If Bush is a political cretin then how come he's head of this gang of evil thugs? Look it's possible to claim that Bush is a moron or to claim that he's a devious conspirator but to claim both in the space of 3 paragraphs is evidence that logic is not Mr Berger's strong point.
There is something else which is astounding. The aim of Fahrenheit 9/11 is to stop Bush fixing the next election as he fixed the last. Its focus is on the totally unjustified war in Iraq. Yet its conclusion is larger than either of these issues. It declares that a political economy which creates colossally increasing wealth surrounded by disastrously increasing poverty, needs - in order to survive - a continual war with some invented foreign enemy to maintain its own internal order and security. It requires ceaseless war.
Now I admit I have not visited the US for two years now, but I've kept informed. Poverty is relative, and apparently (same link) decreasing:
Looks like postmodernist redefinitions are required (again).
Thus, 15 years after the fall of communism, a decade after the declared end of history, one of the main theses of Marx's interpretation of history again becomes a debating point and a possible explanation of the catastrophes being lived.
It is always the poor who make the most sacrifices, Fahrenheit 9/11 announces quietly during its last minutes. For how much longer?

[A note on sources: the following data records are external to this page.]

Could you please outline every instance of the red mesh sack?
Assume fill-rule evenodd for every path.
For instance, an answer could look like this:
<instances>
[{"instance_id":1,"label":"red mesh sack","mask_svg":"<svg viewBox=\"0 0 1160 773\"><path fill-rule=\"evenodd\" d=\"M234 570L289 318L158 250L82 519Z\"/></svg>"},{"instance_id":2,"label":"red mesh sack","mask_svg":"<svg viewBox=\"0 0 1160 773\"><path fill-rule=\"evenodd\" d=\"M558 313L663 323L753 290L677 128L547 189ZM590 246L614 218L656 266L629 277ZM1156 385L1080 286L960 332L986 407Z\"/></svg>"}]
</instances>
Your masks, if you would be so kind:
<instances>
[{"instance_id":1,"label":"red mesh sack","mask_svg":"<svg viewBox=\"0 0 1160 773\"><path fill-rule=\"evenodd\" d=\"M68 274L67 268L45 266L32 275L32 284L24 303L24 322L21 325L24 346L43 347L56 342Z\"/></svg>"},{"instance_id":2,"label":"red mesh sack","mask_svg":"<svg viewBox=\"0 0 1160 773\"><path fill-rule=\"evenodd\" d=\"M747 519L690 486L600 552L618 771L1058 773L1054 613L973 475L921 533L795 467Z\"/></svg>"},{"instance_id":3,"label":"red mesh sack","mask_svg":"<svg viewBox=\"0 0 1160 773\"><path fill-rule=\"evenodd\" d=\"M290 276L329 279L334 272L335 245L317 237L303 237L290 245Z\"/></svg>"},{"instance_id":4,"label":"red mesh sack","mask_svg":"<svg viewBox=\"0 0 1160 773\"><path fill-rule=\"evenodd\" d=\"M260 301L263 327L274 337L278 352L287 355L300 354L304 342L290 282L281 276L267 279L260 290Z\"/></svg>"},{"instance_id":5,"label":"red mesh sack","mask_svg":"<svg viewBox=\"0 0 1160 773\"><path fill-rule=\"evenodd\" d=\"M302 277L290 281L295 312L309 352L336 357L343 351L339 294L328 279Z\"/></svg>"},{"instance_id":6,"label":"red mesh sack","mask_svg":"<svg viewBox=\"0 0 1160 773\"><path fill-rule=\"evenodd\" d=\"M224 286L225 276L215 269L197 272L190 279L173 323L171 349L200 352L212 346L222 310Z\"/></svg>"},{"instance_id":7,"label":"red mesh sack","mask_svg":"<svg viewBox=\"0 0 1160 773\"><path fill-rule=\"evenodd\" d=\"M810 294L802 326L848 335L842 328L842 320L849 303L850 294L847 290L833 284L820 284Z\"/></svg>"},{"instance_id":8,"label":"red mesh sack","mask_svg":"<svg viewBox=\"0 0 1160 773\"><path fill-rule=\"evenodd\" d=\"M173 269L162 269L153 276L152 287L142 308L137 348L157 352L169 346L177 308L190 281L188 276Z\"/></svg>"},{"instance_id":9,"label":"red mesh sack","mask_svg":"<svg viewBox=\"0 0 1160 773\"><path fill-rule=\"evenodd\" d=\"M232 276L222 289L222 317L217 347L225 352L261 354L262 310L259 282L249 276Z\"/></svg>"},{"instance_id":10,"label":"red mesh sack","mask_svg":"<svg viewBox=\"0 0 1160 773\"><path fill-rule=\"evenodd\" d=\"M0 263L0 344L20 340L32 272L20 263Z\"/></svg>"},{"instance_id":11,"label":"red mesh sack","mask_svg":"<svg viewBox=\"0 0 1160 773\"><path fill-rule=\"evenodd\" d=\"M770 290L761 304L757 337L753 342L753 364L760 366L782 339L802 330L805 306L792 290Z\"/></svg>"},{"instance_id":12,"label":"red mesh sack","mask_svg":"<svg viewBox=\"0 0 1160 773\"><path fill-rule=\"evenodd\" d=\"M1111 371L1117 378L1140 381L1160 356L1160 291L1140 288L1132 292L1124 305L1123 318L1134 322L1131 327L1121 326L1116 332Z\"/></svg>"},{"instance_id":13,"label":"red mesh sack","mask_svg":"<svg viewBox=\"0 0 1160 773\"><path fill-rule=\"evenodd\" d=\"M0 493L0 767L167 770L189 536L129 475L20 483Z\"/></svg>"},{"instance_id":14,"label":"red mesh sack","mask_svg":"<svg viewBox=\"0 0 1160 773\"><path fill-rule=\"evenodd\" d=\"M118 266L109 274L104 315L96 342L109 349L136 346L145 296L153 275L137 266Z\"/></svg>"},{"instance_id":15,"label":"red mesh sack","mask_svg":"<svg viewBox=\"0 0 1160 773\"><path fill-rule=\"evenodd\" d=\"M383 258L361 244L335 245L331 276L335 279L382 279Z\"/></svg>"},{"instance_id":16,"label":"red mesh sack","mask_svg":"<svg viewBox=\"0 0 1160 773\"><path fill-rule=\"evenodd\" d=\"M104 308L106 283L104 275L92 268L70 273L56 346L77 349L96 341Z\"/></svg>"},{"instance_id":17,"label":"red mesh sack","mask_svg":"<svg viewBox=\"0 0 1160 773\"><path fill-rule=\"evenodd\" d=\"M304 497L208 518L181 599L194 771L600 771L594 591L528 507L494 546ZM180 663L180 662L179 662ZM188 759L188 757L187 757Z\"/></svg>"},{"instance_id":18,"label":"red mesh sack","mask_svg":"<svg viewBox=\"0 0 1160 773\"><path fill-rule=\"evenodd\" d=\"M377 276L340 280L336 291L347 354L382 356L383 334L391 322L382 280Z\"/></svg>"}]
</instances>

What the heck is this bit about? What Marxist inerpretaion is this? the exploitation of the proletariat by the bourgeousie? and just how does this apply to America? Yeah its the poor who are exploited and they never ever show any upward mobility. Nope never. That's why no one will ever replicate John Edwards' success at clawing his way up from grinding poverty ever again.
There is no future for any civilisation anywhere in the world today which ignores this question. And this is why the film was made and became what it became. It's a film that deeply wants America to survive.
Yep there is definitely something in the tea.Or the air. Or the pills. Logical arguments are good. Connected statements are good. What has the putative growth and expolitation of the poor got to do with September 11 and the war in Iraq? and how precisely does this film imply that it (or its creator) wants America to survive? I can answer the latter in that of America fails to survive Moore will be forced to be poor.but somehow I don't think that is what Berger means.
Fortunately the article ends here. I say fortunately because I my tolerance for 1984 style doublespeak is limited.